Il film In Time di Andrew Niccol

Il geniale sceneggiatore di “The Truman Show” torna dietro la cinepresa (Gattaca – La porta dell’universo, Lord of War) con “In Time”, film dove l’azione si mescola all’umana ossessione per la giovinezza. Lo spettatore si trova così catapultato in un futuro angosciante, in cui si smette di invecchiare a 25 anni e il tempo è denaro, in ogni senso.

Per restare vivi ed evitare le misure contro la sovrappopolazione ci sono tre opzioni: guadagnare, rubare o ereditare tempo.

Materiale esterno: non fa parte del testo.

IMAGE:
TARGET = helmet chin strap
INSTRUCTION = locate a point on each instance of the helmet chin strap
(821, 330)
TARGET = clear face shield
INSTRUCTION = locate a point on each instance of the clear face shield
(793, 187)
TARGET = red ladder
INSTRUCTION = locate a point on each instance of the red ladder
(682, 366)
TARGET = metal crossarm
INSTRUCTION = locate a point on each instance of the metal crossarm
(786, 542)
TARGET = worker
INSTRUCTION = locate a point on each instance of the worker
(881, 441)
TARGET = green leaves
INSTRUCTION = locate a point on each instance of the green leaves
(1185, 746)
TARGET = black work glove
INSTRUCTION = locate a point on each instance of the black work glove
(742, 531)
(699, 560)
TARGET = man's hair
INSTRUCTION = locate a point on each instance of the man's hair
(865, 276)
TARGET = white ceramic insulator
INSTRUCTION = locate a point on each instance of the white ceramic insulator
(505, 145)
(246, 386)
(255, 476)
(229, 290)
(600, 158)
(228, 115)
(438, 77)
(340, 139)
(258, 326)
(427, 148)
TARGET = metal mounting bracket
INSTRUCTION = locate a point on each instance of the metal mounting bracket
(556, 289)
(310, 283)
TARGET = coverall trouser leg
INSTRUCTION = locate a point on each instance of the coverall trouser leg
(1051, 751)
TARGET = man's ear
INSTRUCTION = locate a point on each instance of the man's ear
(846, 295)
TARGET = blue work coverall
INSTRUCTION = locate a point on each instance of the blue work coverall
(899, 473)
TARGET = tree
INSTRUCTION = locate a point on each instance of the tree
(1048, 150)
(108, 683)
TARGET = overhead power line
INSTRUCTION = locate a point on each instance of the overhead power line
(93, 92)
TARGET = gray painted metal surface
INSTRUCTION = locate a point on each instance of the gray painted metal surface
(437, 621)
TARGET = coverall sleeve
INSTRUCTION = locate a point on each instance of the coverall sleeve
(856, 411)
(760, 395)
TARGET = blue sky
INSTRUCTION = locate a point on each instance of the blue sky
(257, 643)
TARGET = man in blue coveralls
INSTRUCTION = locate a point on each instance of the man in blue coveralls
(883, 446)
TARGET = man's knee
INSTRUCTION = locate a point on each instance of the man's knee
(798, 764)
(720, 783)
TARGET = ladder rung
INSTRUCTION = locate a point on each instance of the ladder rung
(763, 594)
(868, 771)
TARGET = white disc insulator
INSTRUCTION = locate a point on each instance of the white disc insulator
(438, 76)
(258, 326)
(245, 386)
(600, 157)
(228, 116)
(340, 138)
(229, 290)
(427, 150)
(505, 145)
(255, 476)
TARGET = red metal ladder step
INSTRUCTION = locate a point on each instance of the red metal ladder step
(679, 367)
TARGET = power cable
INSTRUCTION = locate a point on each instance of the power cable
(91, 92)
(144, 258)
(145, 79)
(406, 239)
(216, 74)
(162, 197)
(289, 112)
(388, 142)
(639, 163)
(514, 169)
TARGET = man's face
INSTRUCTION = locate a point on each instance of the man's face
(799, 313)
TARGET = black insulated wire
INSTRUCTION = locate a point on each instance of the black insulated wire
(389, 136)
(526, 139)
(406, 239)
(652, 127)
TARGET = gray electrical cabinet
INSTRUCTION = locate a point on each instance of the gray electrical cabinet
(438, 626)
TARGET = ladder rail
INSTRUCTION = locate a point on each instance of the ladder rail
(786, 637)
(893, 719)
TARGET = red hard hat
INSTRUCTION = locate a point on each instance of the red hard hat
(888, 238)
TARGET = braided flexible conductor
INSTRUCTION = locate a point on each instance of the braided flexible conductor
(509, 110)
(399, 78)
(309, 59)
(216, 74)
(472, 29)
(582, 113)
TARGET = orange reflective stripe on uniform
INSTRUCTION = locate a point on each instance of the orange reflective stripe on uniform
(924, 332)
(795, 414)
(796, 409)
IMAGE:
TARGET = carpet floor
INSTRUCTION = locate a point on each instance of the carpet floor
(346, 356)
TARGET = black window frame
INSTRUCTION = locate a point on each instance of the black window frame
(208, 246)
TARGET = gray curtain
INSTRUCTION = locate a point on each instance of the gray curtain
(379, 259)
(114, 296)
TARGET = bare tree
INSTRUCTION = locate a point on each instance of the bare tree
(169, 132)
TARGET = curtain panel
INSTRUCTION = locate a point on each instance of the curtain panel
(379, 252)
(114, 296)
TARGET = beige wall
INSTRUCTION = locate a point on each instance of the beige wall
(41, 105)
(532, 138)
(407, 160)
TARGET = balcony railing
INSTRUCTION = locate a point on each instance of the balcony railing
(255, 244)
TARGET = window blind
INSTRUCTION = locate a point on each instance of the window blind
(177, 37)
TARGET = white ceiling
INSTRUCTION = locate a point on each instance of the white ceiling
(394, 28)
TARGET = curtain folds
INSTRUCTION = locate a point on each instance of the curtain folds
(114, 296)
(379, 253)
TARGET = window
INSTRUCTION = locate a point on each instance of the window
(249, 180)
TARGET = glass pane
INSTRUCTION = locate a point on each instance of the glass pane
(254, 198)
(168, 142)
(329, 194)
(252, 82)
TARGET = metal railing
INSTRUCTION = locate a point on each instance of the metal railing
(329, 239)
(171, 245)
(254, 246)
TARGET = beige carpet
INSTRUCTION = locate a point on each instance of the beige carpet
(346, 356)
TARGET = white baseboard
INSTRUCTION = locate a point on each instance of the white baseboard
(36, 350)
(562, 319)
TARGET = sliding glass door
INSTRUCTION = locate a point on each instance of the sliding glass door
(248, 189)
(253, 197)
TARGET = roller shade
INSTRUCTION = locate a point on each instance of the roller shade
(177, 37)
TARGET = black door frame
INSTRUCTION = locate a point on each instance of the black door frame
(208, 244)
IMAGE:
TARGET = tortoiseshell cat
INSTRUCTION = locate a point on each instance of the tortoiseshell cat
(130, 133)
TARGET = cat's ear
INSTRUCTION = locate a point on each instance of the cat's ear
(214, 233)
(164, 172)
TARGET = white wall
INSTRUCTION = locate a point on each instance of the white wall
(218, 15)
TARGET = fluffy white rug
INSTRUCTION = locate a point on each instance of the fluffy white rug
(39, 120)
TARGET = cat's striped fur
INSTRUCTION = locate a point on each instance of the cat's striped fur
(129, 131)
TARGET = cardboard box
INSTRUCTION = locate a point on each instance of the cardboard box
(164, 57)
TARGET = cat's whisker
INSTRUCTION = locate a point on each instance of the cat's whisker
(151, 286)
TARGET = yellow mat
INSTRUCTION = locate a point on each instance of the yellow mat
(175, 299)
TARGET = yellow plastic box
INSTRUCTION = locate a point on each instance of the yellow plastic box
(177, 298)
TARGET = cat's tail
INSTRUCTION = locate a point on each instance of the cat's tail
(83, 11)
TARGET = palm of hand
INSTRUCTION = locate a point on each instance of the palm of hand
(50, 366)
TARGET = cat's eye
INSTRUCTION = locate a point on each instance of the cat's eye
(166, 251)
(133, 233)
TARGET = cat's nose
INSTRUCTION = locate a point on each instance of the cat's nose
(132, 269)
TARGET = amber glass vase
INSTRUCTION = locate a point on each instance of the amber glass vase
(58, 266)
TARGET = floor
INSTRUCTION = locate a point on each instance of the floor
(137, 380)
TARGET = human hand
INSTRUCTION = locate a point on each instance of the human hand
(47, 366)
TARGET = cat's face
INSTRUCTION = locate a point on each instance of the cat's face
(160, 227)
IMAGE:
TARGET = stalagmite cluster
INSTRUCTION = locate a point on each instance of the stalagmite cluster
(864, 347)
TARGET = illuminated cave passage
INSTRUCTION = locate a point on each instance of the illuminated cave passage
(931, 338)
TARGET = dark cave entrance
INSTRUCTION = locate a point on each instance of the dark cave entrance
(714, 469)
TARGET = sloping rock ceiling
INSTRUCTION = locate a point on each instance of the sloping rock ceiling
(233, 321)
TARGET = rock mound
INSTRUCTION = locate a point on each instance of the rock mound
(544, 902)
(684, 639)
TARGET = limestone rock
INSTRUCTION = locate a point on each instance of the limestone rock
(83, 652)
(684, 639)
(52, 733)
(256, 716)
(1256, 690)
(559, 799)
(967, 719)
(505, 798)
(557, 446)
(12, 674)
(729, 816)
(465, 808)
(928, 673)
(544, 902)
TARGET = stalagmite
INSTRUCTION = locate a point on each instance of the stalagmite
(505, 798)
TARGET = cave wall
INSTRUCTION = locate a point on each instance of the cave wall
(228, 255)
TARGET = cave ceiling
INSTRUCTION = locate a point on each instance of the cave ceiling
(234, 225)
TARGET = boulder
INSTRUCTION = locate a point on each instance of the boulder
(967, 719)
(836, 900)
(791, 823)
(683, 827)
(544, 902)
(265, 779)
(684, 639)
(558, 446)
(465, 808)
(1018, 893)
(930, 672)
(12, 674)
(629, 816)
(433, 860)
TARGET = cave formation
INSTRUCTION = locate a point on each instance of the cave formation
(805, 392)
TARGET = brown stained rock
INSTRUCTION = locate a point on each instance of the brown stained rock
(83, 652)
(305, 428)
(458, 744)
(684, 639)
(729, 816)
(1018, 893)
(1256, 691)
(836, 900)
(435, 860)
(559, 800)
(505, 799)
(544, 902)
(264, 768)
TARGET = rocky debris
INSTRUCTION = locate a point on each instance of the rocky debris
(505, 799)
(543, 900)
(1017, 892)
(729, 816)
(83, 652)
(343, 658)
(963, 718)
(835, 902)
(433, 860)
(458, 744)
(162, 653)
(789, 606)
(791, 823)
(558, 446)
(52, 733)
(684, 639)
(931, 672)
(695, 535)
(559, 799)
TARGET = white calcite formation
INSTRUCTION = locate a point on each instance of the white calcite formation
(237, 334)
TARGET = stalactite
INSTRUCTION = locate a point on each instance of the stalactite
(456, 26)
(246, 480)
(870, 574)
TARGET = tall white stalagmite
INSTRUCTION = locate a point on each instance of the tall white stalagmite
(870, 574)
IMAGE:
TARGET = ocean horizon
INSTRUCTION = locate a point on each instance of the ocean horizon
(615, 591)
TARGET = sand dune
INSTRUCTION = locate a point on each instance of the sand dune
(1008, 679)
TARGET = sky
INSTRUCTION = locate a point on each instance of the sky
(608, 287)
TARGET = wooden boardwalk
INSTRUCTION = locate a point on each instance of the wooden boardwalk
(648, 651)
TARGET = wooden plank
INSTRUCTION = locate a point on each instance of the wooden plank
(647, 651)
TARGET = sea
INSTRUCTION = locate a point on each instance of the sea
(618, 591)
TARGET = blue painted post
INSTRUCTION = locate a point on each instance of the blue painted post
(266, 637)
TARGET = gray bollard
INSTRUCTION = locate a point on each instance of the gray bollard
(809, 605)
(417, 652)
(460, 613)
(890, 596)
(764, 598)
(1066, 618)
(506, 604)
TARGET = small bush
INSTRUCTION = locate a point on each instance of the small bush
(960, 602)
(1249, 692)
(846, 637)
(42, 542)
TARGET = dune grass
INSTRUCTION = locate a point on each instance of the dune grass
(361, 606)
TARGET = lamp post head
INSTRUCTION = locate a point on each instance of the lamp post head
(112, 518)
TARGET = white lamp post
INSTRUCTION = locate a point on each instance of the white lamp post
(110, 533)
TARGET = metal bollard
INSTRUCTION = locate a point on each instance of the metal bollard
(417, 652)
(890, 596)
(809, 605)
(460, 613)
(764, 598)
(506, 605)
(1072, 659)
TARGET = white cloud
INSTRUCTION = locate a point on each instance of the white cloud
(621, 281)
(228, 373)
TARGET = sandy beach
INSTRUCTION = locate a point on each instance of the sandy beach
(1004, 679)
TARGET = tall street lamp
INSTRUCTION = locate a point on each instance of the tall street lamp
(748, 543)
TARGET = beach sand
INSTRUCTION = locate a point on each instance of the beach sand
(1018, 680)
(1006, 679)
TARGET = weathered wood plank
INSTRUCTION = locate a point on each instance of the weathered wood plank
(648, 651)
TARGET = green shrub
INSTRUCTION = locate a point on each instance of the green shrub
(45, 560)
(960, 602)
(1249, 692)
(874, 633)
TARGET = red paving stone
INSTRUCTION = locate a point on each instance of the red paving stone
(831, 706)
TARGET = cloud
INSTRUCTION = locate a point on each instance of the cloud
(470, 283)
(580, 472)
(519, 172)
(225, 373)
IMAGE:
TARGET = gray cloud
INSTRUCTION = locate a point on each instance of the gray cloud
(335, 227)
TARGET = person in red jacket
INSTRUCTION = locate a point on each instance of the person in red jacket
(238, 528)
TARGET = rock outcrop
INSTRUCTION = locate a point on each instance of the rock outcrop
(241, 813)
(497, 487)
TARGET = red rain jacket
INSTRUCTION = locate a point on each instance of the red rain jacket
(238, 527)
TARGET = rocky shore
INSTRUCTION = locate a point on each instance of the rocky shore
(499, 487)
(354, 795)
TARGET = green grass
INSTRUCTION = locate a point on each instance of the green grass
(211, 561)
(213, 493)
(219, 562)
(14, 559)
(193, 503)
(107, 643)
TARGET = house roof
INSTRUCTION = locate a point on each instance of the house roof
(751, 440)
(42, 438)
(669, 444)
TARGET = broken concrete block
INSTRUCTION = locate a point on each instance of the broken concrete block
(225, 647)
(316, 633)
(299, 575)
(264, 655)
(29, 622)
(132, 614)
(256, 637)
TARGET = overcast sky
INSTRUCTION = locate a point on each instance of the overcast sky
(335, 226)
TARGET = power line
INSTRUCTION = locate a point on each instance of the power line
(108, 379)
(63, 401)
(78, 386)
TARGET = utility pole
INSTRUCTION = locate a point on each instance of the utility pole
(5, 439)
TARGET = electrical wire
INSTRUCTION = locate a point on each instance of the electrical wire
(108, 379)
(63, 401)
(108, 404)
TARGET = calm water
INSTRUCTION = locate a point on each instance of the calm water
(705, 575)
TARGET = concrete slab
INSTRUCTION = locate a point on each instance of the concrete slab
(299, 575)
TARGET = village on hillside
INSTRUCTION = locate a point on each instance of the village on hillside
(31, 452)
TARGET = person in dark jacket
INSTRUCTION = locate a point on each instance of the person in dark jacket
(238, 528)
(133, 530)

Solo così si evita il “game over”, il cui conto alla rovescia è costantemente scandito da una sorta di timer posizionato sulle braccia.

In un simile contesto, in cui il tempo è merce di scambio, uomini come Will Salas (Justin Timberlake) vivono al minuto… almeno finché qualcosa non determina la loro fortuna o la disgrazia. Nel caso di Salas, un’incontro fortuito finisce col regalargli la possibilità di mettere sul proprio conto un bel bottino di tempo e, quindi, di denaro. Il lasciapassare per l’ambiente dei benestanti, dove conosce la bella Sylvia Weis (Amanda Seyfried), è l’occasione per far crollare un sistema corrotto fin nel midollo.